Friday, April 30, 2010


Was thinking, for some reason, about prosthetic limbs today (and about their history). Some assorted images from my research:

And learn a bit about it yourself here.

Thursday, April 29, 2010

Oh Boy

Wednesday, April 28, 2010

Sun Days

Monday, April 26, 2010

New Feature

I've added a Grooveshark widget on the sidebar over there! I'll try to keep this updated with cool things I'm listening to. Right now it has the entire Mumford&Sons album "Sigh No More", which I hope everyone has a chance to listen to, even if you don't read my blog while you do it. It's really, really beautiful. Reminds me of The Avett Brothers smashed together with the harmonies of Grizzly Bear...sorta.

Born Free

M.I.A's new video for the single "Born Free" is just...I can't even describe it. It's complete and absolutely NSFW, for children, or for the squeamish. Suicide's song "Ghost Rider" is overwhelmingly sampled in the track, and its lyric "America America is killing its youth" seems to be a heavy influence on this video (or rather, short film, as it does much more than any music video I've seen recently). I'm not really sure what to make of it, or if I "like" it, but it definitely got me thinking.

M.I.A, Born Free from ROMAIN-GAVRAS on Vimeo.

and the Suicide song it samples:

and a kooky live video of the song:

Ghost Rider from SUICIDE on Vimeo.

Sunday, April 25, 2010

Book a Week Project: Book Four--The Curious Incident of the Dog in the Night-Time

This week I wanted to shift gears again. I poked through a few friend's shelves and found Mark Haddon's The Curious Incident of the Dog in the Night-Time. Seeing that I'll be (gulp) teaching in the fall, I recognized that this book was part of the "Western Reads" program a few years back (where all of the incoming freshmen "read" the same book, and the 101 classes incorporate it into their lessons). Because of this, I knew it would probably be good, as the head of the Western Reads selection committee is kind of a mentor of mine, and a very intelligent woman. She has impeccable book taste. 

The book centers on the experiences of an autistic teenager shocked by the murder of a neighborhood dog, and spurred by that murder into an investigation that leads him to many new understandings. (Not going to give anything away here).
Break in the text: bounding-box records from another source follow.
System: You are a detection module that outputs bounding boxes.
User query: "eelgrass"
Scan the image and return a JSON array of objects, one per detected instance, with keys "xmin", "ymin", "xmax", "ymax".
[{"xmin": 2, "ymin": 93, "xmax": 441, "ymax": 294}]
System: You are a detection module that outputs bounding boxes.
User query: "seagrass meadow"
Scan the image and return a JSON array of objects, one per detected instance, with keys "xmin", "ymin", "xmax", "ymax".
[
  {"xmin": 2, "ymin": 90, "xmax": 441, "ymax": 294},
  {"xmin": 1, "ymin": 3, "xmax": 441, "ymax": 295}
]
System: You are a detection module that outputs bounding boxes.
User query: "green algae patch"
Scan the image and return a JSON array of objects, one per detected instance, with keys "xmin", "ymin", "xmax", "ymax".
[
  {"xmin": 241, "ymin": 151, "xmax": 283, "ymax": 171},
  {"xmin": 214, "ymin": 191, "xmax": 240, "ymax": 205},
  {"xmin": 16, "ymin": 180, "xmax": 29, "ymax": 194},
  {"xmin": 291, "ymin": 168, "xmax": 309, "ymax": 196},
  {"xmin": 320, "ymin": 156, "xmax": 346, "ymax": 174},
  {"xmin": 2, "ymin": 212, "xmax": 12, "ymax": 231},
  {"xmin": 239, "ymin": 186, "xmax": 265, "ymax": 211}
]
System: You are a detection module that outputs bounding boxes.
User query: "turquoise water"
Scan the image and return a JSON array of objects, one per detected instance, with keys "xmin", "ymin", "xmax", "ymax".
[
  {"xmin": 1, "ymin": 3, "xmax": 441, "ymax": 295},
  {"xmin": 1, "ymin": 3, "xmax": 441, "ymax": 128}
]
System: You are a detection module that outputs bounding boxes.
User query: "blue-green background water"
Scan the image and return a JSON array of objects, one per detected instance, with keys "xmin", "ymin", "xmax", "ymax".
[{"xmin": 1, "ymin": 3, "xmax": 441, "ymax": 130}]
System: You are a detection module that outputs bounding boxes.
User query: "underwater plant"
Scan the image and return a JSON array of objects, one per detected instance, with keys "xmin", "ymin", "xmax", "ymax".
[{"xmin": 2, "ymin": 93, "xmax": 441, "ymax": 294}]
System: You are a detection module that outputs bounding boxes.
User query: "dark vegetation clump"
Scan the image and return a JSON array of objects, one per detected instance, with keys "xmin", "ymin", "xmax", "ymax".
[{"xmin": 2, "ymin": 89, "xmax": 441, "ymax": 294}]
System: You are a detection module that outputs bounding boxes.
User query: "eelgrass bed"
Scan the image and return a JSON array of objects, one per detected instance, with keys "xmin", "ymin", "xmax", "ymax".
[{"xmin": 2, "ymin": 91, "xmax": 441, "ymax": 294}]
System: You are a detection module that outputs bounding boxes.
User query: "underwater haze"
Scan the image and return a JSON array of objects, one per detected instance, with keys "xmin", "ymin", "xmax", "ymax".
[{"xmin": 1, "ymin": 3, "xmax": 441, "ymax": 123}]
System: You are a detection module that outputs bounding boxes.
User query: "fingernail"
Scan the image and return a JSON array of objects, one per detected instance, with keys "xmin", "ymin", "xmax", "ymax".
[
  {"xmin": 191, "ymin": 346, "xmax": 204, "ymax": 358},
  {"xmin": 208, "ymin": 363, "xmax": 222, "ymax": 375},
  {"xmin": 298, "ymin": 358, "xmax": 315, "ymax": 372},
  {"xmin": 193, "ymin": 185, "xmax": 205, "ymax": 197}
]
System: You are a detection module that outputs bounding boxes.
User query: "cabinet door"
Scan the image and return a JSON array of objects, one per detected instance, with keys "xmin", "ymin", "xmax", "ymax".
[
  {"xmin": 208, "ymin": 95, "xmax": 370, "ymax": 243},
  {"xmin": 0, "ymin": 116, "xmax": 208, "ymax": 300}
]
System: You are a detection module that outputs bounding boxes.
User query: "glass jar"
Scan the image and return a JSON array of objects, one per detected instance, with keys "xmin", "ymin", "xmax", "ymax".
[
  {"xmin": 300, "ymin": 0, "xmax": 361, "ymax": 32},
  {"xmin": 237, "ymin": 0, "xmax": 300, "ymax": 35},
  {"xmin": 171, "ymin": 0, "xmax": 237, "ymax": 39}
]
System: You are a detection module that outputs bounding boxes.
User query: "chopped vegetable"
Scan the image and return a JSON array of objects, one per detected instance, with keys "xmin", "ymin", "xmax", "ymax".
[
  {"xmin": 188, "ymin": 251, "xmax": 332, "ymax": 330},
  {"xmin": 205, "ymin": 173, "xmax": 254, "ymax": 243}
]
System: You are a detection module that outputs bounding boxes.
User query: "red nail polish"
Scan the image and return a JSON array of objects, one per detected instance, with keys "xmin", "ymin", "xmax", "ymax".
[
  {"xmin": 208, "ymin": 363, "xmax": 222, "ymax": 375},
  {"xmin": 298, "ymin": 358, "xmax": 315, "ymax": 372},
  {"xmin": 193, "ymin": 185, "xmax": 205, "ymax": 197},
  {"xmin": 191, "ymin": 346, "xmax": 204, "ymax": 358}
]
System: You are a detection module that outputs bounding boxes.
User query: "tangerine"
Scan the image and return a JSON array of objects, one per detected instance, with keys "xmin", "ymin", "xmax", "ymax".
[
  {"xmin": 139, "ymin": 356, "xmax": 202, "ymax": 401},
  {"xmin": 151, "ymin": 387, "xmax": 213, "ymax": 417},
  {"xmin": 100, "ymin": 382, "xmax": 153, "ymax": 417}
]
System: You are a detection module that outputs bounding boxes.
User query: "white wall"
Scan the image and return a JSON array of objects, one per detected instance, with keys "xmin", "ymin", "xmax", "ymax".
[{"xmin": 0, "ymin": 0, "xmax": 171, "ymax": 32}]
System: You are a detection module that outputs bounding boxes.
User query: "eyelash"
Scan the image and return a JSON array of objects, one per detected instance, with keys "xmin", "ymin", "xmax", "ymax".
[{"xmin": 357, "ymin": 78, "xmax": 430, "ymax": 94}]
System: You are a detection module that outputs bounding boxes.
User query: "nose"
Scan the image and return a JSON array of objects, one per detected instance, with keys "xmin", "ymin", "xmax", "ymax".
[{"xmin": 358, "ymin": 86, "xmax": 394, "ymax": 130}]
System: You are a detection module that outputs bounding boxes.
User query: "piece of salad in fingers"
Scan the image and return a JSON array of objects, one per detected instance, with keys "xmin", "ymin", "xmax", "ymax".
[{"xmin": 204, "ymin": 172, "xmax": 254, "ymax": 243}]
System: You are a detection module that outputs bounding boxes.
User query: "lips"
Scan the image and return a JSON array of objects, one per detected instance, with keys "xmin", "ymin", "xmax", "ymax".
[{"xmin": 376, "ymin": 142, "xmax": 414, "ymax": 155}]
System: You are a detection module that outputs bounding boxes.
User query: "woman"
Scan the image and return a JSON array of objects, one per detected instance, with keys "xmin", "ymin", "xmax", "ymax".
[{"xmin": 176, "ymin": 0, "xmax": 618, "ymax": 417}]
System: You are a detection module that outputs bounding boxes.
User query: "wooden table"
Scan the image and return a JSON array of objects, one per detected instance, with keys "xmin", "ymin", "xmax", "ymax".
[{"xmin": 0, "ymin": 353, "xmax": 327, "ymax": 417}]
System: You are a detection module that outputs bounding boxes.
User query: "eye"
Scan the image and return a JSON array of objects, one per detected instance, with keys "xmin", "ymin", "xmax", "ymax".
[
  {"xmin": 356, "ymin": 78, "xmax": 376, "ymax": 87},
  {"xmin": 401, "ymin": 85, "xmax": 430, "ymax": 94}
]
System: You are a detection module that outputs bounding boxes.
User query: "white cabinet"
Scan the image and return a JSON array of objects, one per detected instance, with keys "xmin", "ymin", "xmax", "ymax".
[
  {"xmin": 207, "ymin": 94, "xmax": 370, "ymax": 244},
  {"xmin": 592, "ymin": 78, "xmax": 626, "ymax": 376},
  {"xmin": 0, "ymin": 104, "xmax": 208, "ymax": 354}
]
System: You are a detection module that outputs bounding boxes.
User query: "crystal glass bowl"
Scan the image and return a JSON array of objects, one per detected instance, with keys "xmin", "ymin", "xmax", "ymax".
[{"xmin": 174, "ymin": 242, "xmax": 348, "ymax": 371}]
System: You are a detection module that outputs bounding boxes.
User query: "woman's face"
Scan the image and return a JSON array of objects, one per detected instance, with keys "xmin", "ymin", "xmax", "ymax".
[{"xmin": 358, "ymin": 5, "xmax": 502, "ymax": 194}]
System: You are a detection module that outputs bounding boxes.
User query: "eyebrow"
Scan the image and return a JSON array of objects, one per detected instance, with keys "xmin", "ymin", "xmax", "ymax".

This book was quite the page-turner. I realized on Thursday that I was barely fifty pages into my weekly book, and for awhile worried I wouldn't be able to finish. Picking it up yesterday, I couldn't put it back down, and finished it in a marathon reading session. 

The Curious Incident struck me first and foremost with the power and originality of its voice. The protagonist, Christopher, has difficulty perceiving and understanding emotions, subtleties, and figures of speech (among other things). This struggle between what is said and what is intimated (or hidden) becomes a key feature of the text. Haddon uses pictographs (ostensibly drawn by Christopher) throughout the text to connote this feeling of ambiguity:

While most of us could probably say with some certainty the emotions on each face, Christopher doesn't understand and is made uncomfortable by such things. The immersive quality of Haddon's writing also prompted me to question this ambiguity--how can we really know what others are thinking or feeling? More often than not, what we show on our faces is guarded or constructed, and may even be the opposite of what we are truly feeling. Being able to read emotions and understand nuanced situations seems like such an innate part of our existence, leaving us free to question "loftier" issues; but this book forced me to imagine (and inhabit) a situation where one cannot distinguish between baseline emotion and anger unless a person is shouting. Christopher seems trapped in a liminal space in which fundamental aspects of being human and communicating with humans is inhibited and, at times, impossible. 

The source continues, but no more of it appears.